Dropping Classes and Withdrawal from the University
We monitor enrollment levels each term. If you drop courses and fall below the minimum credit hour requirements, you may have to repay all or part of your aid. Consult with a financial aid officer before you drop a class. Adjustments to your financial aid are not made until after the drop/add date for each term.
When a failing grade is given due to a student not attending a class (or when a student stops attending), it is considered an unofficial withdrawal and you could be required to repay your aid. If you have questions about your enrollment and aid eligibility, contact our office.
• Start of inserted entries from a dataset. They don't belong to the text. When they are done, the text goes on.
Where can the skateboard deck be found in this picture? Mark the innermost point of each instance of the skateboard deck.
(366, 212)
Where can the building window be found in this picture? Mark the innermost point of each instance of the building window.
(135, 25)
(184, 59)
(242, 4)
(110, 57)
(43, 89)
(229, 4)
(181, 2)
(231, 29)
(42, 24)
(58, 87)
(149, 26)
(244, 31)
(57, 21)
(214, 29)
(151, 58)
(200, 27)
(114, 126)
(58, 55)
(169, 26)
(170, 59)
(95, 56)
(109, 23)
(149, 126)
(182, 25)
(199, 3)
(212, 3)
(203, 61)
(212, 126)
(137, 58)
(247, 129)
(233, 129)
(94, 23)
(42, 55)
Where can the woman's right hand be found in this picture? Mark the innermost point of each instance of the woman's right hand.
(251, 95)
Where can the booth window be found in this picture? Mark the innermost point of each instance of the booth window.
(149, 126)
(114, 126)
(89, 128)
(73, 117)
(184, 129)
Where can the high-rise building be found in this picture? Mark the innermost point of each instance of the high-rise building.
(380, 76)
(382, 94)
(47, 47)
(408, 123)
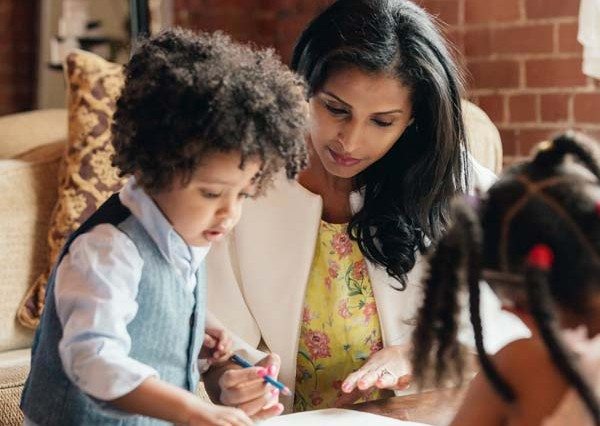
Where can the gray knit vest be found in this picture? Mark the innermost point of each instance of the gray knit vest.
(166, 334)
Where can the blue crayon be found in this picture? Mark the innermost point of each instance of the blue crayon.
(245, 364)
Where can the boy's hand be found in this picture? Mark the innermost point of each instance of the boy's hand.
(205, 414)
(246, 389)
(216, 346)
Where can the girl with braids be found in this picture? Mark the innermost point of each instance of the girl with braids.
(536, 240)
(326, 270)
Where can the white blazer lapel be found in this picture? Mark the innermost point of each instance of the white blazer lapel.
(396, 309)
(278, 235)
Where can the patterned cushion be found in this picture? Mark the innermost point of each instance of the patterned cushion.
(86, 177)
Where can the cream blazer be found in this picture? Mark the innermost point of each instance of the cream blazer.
(257, 277)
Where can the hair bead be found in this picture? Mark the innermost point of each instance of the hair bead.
(541, 256)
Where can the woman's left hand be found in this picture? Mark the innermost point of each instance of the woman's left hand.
(388, 368)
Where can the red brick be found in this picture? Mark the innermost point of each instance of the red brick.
(445, 10)
(478, 42)
(536, 9)
(593, 133)
(478, 11)
(493, 105)
(554, 73)
(522, 108)
(456, 40)
(526, 39)
(586, 107)
(554, 107)
(529, 138)
(494, 74)
(567, 38)
(509, 142)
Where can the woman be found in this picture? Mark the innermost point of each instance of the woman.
(326, 270)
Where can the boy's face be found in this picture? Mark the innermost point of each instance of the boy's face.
(210, 205)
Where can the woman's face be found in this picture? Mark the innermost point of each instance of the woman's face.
(355, 118)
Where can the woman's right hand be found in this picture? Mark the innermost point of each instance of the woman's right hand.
(246, 389)
(207, 414)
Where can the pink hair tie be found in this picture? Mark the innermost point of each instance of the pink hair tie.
(541, 256)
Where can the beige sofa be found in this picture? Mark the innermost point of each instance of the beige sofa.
(31, 145)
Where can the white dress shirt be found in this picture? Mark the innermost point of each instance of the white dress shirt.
(95, 293)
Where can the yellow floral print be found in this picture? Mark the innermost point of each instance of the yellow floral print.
(340, 326)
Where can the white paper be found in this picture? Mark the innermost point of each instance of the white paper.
(335, 416)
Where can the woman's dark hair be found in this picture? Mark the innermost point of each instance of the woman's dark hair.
(187, 95)
(407, 192)
(545, 205)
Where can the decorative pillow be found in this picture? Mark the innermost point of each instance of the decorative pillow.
(86, 178)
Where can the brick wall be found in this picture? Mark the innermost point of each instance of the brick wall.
(524, 63)
(18, 51)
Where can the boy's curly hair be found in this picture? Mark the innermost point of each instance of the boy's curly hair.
(188, 94)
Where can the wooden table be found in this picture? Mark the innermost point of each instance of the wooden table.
(435, 407)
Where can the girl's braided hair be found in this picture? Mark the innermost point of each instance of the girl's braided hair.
(551, 202)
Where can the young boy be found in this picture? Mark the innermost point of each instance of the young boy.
(202, 123)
If you withdraw or are asked to withdraw from the university, you must inform the Office of Financial Aid immediately. If you have received a federal student loan, you will be sent information on completing required loan repayment exit counseling. Depending upon when you withdraw, you might be required to repay all or part of your aid . See Withdrawing and Your Financial Aid.
Wait Listed Classes
Wait-listed classes, not-for-credit classes and classes that you are auditing do not count toward enrollment. So while you may intend to enroll full-time, your course load may be considered part-time while you are on the waiting list. What you can do:
- Track your enrollment level if you are on a waiting list.
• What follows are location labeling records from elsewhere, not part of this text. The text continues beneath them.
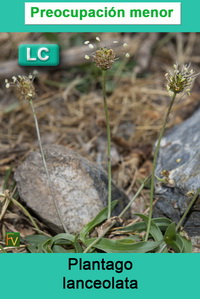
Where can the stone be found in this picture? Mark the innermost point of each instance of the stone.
(180, 155)
(79, 187)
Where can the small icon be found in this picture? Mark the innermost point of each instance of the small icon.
(12, 239)
(38, 55)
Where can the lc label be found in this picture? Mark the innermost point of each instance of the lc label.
(38, 55)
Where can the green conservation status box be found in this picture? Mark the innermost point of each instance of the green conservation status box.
(39, 55)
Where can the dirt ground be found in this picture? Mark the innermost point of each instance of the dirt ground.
(70, 111)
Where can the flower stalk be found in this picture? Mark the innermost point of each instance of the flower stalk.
(154, 164)
(179, 80)
(108, 143)
(26, 91)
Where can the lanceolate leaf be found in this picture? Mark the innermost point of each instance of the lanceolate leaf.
(115, 246)
(96, 221)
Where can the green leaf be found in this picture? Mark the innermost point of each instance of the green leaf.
(62, 237)
(35, 242)
(170, 234)
(116, 246)
(59, 249)
(154, 229)
(187, 245)
(162, 223)
(77, 245)
(96, 221)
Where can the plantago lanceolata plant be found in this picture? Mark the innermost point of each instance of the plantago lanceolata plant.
(26, 91)
(178, 81)
(104, 58)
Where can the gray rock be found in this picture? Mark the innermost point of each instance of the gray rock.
(80, 188)
(180, 155)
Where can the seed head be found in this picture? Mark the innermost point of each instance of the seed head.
(24, 85)
(103, 57)
(180, 79)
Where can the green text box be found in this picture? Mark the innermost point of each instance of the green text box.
(38, 55)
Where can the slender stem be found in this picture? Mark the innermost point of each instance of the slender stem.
(184, 216)
(154, 164)
(108, 142)
(45, 165)
(120, 215)
(188, 209)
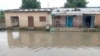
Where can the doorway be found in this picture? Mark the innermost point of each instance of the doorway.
(69, 21)
(88, 21)
(15, 21)
(30, 21)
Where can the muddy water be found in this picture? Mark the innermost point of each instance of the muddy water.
(31, 43)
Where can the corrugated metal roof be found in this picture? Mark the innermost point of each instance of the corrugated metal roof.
(77, 11)
(27, 10)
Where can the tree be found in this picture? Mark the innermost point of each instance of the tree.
(30, 4)
(75, 3)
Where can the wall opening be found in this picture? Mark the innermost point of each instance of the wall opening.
(15, 21)
(88, 21)
(30, 21)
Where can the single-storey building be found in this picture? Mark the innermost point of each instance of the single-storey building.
(76, 17)
(28, 18)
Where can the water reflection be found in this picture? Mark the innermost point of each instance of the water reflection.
(32, 39)
(31, 43)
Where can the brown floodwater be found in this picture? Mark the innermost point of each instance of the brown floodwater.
(39, 43)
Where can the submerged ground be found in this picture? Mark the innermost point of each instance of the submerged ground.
(36, 43)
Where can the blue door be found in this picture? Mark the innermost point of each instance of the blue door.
(69, 21)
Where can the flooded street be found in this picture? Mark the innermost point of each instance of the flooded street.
(31, 43)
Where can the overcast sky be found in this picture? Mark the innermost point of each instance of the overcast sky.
(15, 4)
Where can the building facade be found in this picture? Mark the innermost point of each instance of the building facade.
(76, 17)
(28, 18)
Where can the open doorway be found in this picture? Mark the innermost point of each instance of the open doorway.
(15, 21)
(88, 21)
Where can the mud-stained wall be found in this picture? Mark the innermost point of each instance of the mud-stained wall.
(77, 21)
(23, 18)
(60, 19)
(97, 20)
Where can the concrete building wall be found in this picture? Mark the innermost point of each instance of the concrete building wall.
(77, 21)
(97, 20)
(61, 20)
(23, 18)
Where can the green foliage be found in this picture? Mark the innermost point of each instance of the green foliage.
(30, 4)
(75, 3)
(2, 15)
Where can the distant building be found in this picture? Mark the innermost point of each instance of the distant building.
(76, 17)
(28, 18)
(55, 17)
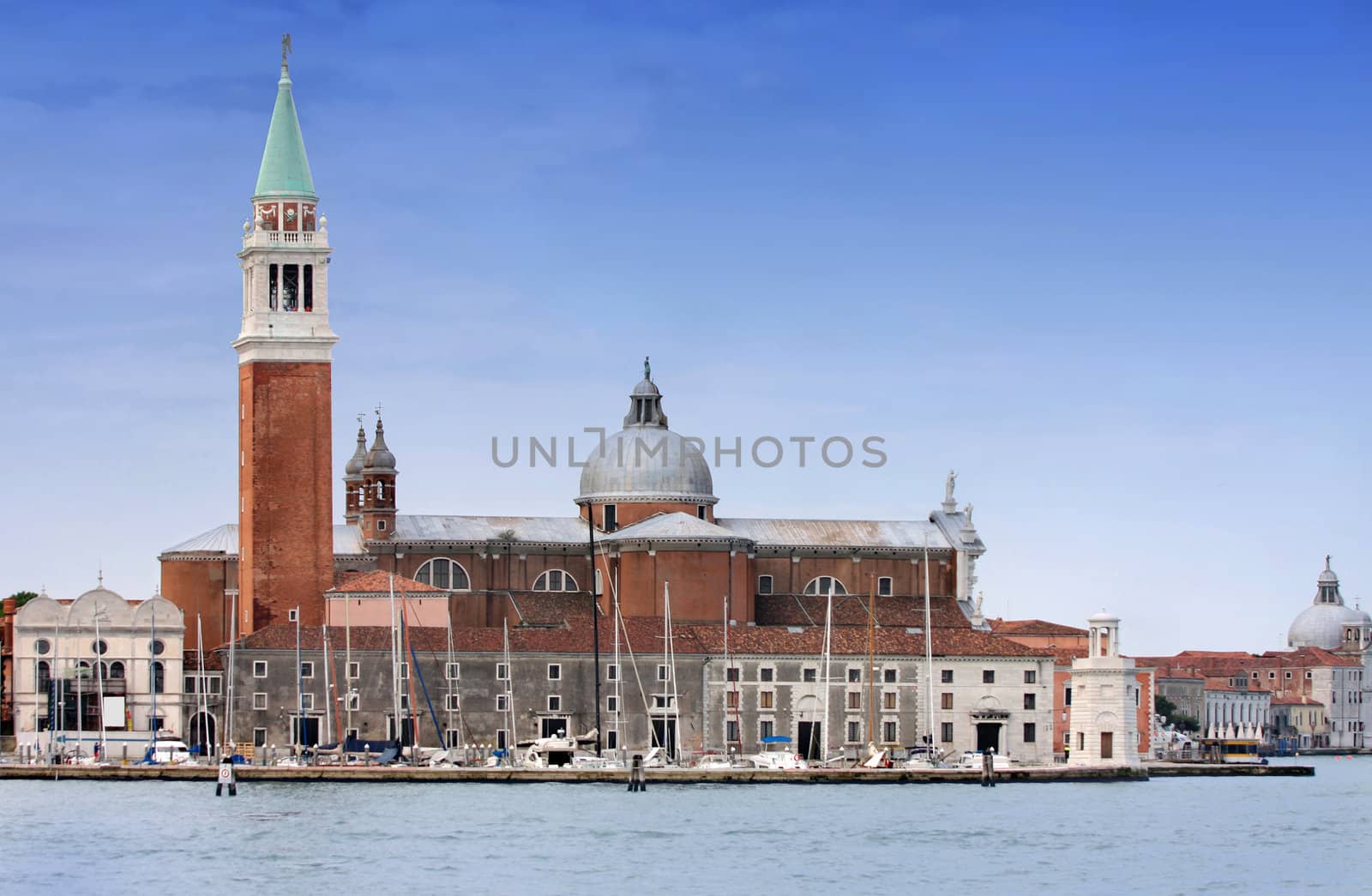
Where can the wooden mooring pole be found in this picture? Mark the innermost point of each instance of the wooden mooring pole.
(637, 779)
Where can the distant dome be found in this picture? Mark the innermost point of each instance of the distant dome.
(645, 460)
(1323, 623)
(379, 460)
(354, 464)
(1321, 626)
(648, 464)
(100, 593)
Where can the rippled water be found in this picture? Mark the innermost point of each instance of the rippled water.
(1165, 836)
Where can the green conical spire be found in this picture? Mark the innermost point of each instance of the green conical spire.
(286, 171)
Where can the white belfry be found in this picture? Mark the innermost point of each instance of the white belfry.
(1104, 700)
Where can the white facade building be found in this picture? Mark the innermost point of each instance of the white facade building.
(98, 671)
(1104, 722)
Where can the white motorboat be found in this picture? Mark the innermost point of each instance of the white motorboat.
(777, 754)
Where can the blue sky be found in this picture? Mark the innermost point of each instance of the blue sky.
(1110, 264)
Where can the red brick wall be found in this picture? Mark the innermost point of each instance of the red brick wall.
(196, 587)
(286, 535)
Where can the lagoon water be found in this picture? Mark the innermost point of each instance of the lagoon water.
(1164, 836)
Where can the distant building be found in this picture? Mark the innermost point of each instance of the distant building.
(1300, 722)
(99, 667)
(1069, 642)
(1230, 701)
(1327, 670)
(1104, 700)
(988, 693)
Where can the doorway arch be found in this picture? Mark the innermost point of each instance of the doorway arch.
(201, 733)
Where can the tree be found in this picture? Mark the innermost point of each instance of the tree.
(1170, 713)
(21, 598)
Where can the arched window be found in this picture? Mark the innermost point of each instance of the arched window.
(555, 580)
(443, 574)
(820, 585)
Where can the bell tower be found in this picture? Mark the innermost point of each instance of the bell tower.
(286, 349)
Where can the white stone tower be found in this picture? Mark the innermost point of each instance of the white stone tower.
(1104, 700)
- If you are not admitted to your wait-listed class and have not received all of your aid when your bill is due, pay it to avoid a late fee.
- Once you are admitted to the wait-listed class and you are enrolled full-time, remaining aid funds will be credited to your student account. If you have already paid your bill and you would like a check for the credited amount, contact Student Financial Services.
- If your are admitted to the class, you will be billed for those additional credit hours.
Enrolling in courses is not enough to secure your financial aid. You must also attend the courses in which you enroll. The Office of Financial Aid is required to verify that students who receive a non-passing grade (any grade other than A, B, C, D, or P) in any class actually began attending the class. If you receive a non-passing grade in a course or no grade is reported, we will follow up to determine whether or not you attended.
Failure to attend can be expensive: your aid could be reduced retroactively and you could be required to repay aid you have received. If you have any questions about your enrollment and eligibility for financial aid, please contact the Office of Financial Aid for assistance.
To remain eligible for financial aid, students must make "satisfactory academic progress" toward completion of a degree. Federal regulations require the Office of Financial Aid to monitor the progress of each student toward their degree completion. Students who fall behind in their coursework or who fail to achieve minimum standards for grade point average and completion of classes may lose their eligibility for all types of federal, state, and university aid. See Satisfactory Academic Progress.
Undergraduate students who have received one bachelor's degree and are pursuing a second degree in another program will only be eligible for loans. However, a student enrolled in an approved dual-degree program or who is a double major may qualify for all types of aid.
Students who are enrolled in combined Bachelor/Master degree programs designed specifically to grant both a BA/BS and MA/MS within a five-year time period should discuss financial aid eligibility with the Office of Financial Aid. Eligibility for undergraduate aid varies in the fourth year of these programs and is based upon both the type of coursework for which you will be enrolled and how that coursework will be counted. Students in the fifth year of these programs are always considered to be Graduate Students and will be packaged with graduate-level assistance.